In the opening scene of the film “Wrenched,” about Edward Abbey and his provocative book “The Monkey Wrench Gang,” the author and environmental firebrand is driving his giant red Cadillac convertible around red-rock country.
He muses in the voice-over about nature and humanity, and it sets up a 90-minute documentary that explores the life of Abbey and the story behind his rollicking novel about eco-saboteurs.
The documentary turns out to be the perfect pair with the reemerging Northern Arizona Book Festival, which arrives in September after a two-year hiatus.
To help raise money and get the community excited about the festival, the fest is screening “Wrenched: The Legacy of the Monkey Wrench Gang” 8 p.m. on Thursday, July 30 at the Orpheum Theater. Doors open at 7 p.m. and tickets are $10.
The director, M.L. Lincoln, will be on hand for a Q-and-A session with other people who worked on the film. Learn more about the event at www.orpheumflagstaff.com. Learn more about the film at www.wrenched-themovie.com.
The timing of the screening and fundraiser is particularly poignant, as “The Monkey Wrench Gang” turns 40 years old this August. Already, a number of books have come out about Abbey this year in honor of the milestone, and the director noted that requests for more film screenings have popped up as Abbey’s name is resurfacing.
“We’re seeing more interest and more screenings are coming up for the fall,” Lincoln said in a recent phone interview. “And we have some interesting venues. We’re actually going to be at the Arise Music Festival in Loveland, Colorado ... We’re seeing how Ed Abbey’s message is being kept alive in another generation. It’s good to keep it going with the young people.”
One of the key book festival organizers, James Jay, explained that the idea to show the film surfaced when he spoke with Chris Scully Orpheum Theater, which has become an integral partner for the festival and will be the main venue for the festival.
“We’d planned on having a panel discussion of Abbey’s career; however, (Scully) suggested we show the movie ‘Wrenched,’ since it was the 40th anniversary of the release of Abbey’s ‘The Monkey Wrench Gang,’" Jay said. "He reached out to the folks at the Flagstaff Mountain Film Festival to give us a hand making this happen.”
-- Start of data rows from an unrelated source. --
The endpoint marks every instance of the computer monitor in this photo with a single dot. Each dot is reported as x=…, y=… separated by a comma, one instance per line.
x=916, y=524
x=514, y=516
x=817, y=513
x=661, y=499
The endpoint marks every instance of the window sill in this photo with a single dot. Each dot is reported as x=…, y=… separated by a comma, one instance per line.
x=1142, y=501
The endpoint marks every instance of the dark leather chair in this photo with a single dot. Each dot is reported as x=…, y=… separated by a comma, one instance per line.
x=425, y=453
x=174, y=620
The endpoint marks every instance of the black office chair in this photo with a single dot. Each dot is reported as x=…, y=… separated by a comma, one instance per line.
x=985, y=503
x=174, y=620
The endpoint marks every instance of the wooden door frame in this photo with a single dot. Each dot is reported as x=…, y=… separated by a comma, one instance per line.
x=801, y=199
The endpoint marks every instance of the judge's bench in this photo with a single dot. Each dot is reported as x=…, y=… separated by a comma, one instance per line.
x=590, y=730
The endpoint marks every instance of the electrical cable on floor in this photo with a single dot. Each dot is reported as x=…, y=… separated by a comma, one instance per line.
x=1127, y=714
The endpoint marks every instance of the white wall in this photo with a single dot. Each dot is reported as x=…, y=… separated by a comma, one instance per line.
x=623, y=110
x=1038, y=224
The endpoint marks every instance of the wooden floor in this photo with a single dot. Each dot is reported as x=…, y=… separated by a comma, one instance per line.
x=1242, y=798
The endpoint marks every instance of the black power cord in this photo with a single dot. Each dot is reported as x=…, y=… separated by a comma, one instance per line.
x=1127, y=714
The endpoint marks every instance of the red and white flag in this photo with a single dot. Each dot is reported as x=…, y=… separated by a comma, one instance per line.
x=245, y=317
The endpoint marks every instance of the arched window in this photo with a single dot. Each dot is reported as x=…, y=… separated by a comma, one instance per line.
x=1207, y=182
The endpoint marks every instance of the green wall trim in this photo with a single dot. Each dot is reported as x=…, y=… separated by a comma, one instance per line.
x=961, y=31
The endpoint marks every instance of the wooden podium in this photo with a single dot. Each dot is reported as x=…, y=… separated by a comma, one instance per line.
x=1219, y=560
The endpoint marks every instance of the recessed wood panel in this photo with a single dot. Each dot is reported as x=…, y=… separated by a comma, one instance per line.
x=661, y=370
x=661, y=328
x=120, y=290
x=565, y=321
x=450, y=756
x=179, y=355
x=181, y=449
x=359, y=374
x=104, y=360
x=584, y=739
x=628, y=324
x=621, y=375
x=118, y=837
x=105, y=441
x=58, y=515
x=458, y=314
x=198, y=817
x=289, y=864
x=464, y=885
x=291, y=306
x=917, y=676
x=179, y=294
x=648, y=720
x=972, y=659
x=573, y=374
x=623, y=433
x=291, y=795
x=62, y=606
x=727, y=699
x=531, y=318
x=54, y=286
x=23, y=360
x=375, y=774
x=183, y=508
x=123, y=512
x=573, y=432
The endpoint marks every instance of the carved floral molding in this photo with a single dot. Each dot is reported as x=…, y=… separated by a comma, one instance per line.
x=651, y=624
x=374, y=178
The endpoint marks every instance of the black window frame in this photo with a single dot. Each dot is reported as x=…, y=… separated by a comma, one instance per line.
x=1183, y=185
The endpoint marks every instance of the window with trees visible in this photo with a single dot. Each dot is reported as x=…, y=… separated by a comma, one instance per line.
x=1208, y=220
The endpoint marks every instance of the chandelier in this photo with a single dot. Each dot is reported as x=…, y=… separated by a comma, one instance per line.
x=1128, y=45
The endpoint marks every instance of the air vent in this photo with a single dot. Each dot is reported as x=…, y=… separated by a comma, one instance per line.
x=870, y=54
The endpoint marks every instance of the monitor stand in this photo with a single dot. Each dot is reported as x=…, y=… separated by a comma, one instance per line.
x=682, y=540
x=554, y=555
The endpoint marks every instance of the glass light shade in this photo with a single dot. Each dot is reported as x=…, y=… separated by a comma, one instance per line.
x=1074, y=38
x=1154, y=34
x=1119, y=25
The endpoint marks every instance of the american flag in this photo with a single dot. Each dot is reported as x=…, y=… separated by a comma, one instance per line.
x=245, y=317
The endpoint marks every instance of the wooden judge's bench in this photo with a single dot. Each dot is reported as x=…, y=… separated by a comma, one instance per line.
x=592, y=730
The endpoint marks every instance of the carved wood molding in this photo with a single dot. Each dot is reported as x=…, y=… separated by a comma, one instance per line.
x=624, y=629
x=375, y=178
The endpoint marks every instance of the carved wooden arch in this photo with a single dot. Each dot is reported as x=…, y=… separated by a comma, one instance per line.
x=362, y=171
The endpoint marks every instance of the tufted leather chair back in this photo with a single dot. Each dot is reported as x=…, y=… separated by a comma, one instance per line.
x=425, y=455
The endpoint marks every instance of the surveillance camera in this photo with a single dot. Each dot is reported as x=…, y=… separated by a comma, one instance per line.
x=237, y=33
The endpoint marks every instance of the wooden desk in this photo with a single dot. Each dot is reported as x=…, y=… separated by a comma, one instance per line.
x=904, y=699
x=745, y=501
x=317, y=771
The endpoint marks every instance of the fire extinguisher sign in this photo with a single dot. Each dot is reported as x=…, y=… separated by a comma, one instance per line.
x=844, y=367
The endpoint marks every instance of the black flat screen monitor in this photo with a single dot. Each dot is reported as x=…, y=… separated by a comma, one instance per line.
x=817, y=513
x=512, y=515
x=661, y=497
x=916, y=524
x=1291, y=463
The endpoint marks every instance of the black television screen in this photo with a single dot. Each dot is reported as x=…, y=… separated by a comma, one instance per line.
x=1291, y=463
The film premiered at the Sedona International Film Festival in 2014 and has gone on to screen in 27 festivals throughout the country. It has scooped up accolades and honors through its initial run. Lincoln said that it’s also been shown in Canada, where even some folks who have not heard of Abbey felt a strong connection to the documentary.
She said the problems of environmental destruction and the climate crisis have seemingly caused people to gravitate to Abbey’s message.
“The situation is actually more dire now than it was back then," she said. "Yes, all of these people were fighting for the environment back then, but we had no idea what was coming up and what we’re faced with now. People from all walks of life are being affected by what’s going on — climate change, fracking, floods and roads going where they shouldn’t.”
While Abbey is a persona known for spurring a radical brand of environmentalism, often called monkey-wrenching, he also is celebrated among the literary set for his writing. Among his other popular works are "Desert Solitaire," the sequel "Hayduke Lives!" and a collection of his journals called "Confessions of a Barbarian."
The event is a chance to celebrate both the writing and the message.
“The showing of ‘Wrenched’ and the celebration of Edward Abbey’s legacy fits precisely into our hope and visions for the 2015 Northern Arizona Book Festival," Jay said.
The Northern Arizona Boook Festival is scheduled for Sept. 7-13, with the headlining event at the Orpheum on Sept. 12.